Uma equipe de engenheiros do Instituto de Tecnologia de Massachusetts (MIT) desenvolveu um modelo que usa dados da pandemia de Covid-19 em conjunto com uma rede neural artificial para determinar a eficácia das medidas de quarentena. 

O intuito da tecnologia é prever de forma mais precisa qual é o ritmo de propagação do novo coronavírus.

“Nosso modelo é o primeiro que utiliza dados do próprio coronavírus e integra dois campos: aprendizado de máquina e epidemiologia padrão”, explicou Raj Dandekar, estudante que auxiliou o professor George Barbastathis durante a pesquisa.

A maioria dos modelos usados ​​para prever a propagação de uma doença segue o que é conhecido como “modelo SEIR”, que agrupa as pessoas em suscetíveis, expostas, infectadas e recuperadas. 

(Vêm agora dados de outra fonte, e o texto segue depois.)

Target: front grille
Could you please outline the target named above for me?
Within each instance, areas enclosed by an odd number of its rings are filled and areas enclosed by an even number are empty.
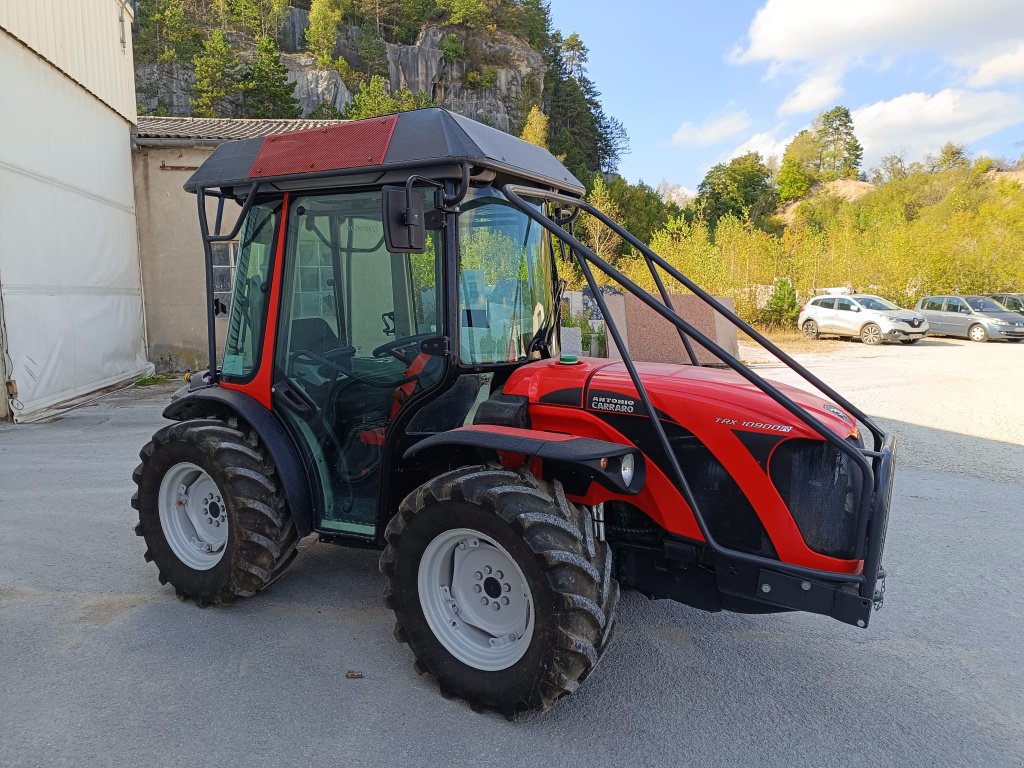
[[[787,440],[769,467],[807,546],[823,555],[857,557],[861,469],[824,440]]]
[[[920,328],[921,327],[921,321],[917,320],[917,319],[911,320],[910,321],[910,327],[911,328]]]
[[[729,549],[778,559],[761,518],[715,455],[693,435],[677,435],[670,442],[715,540]]]

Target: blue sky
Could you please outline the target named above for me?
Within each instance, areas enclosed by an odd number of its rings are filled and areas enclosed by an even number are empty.
[[[551,0],[551,15],[590,49],[630,181],[692,190],[748,149],[781,157],[836,104],[864,170],[950,140],[1024,154],[1024,0]]]

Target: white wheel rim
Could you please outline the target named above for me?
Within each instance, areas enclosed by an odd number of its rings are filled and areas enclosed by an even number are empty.
[[[181,562],[208,571],[224,557],[228,518],[224,498],[205,470],[175,464],[160,481],[160,527]]]
[[[975,341],[981,341],[985,338],[985,331],[982,330],[981,326],[976,325],[971,328],[971,338]]]
[[[868,344],[874,344],[881,337],[882,332],[875,327],[868,327],[864,329],[864,341]]]
[[[494,539],[469,528],[434,538],[420,558],[420,607],[434,636],[474,669],[508,669],[533,640],[533,595]]]

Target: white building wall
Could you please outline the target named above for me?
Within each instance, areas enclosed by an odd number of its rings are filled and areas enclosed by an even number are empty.
[[[149,367],[129,136],[134,108],[126,117],[9,34],[11,8],[25,5],[0,2],[8,14],[0,15],[0,305],[17,420]],[[74,14],[54,23],[63,31],[55,29],[52,40],[75,38],[65,29],[78,23]],[[90,29],[79,30],[79,45],[110,44],[85,37]],[[108,54],[120,57],[115,42]],[[102,91],[104,82],[94,79],[92,88]]]

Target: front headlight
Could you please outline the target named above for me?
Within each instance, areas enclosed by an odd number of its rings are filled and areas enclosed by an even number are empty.
[[[993,317],[989,322],[992,323],[992,325],[1009,325],[1009,323],[1001,317]]]
[[[907,322],[902,317],[893,317],[892,315],[885,315],[885,319],[890,323],[905,323]]]
[[[619,466],[619,472],[622,473],[622,482],[629,487],[629,484],[633,482],[633,471],[636,469],[636,462],[633,459],[632,453],[627,453],[622,457],[622,464]]]

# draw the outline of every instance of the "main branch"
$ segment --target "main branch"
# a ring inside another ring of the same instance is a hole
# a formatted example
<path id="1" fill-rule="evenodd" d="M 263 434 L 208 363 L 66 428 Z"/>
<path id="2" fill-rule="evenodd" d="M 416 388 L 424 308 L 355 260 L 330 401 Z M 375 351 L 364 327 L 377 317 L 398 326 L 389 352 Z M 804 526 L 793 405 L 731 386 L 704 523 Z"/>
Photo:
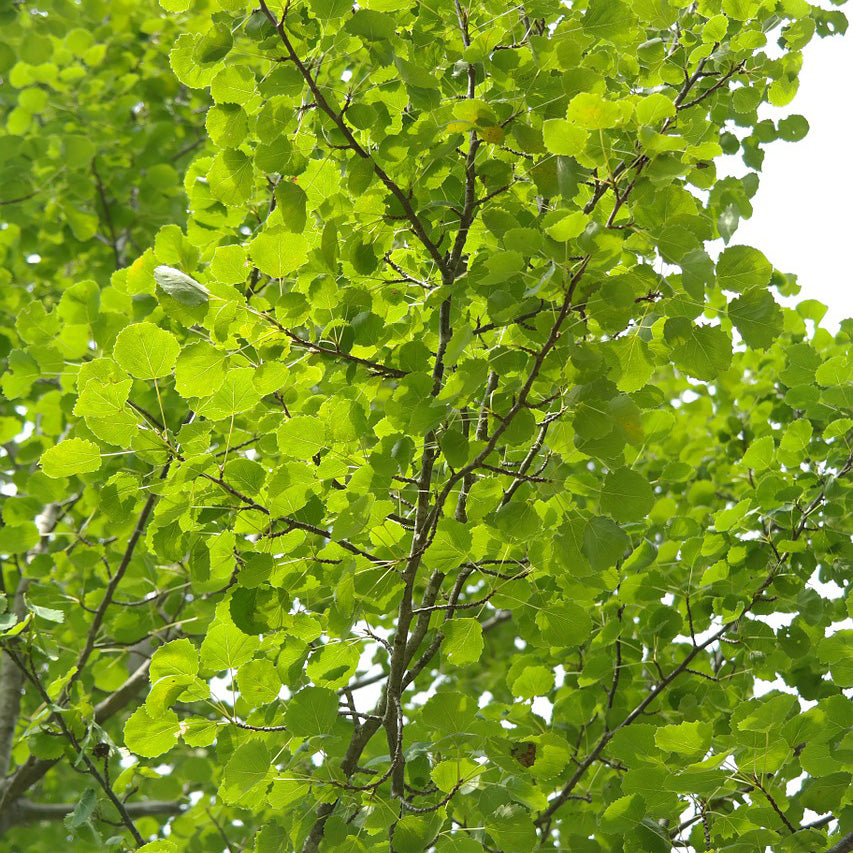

Dandekar e Barbastathis aprimoraram o método treinando uma rede neural de computadores para capturar o número de indivíduos infectados que estão em quarentena e, portanto, não mais espalhando a infecção para outras pessoas.

Quando o Sars-CoV-2 começou a se espalhar pelo mundo, os especialistas começaram a investigar a transmissão do novo coronavírus na China, na Itália, na Coreia do Sul e nos Estados Unidos. 

A dupla começou a modelar a disseminação do microrganismo em cada uma dessas regiões após o 50° caso registrado, pois foi quando as autoridades locais implementaram ordens de quarentena.

A equipe partiu desses dados e do modelo SEIR padrão para criar uma rede neural artificial, uma espécie de algoritmo, capaz de prever como a quarentena de indivíduos que testaram positivo para a Covid-19 interfere na disseminação da doença. 

Usando esse modelo, a equipe de pesquisa conseguiu estabelecer uma correlação direta entre as medidas de distanciamento social e uma redução no número de pessoas infectadas pelo novo coronavírus.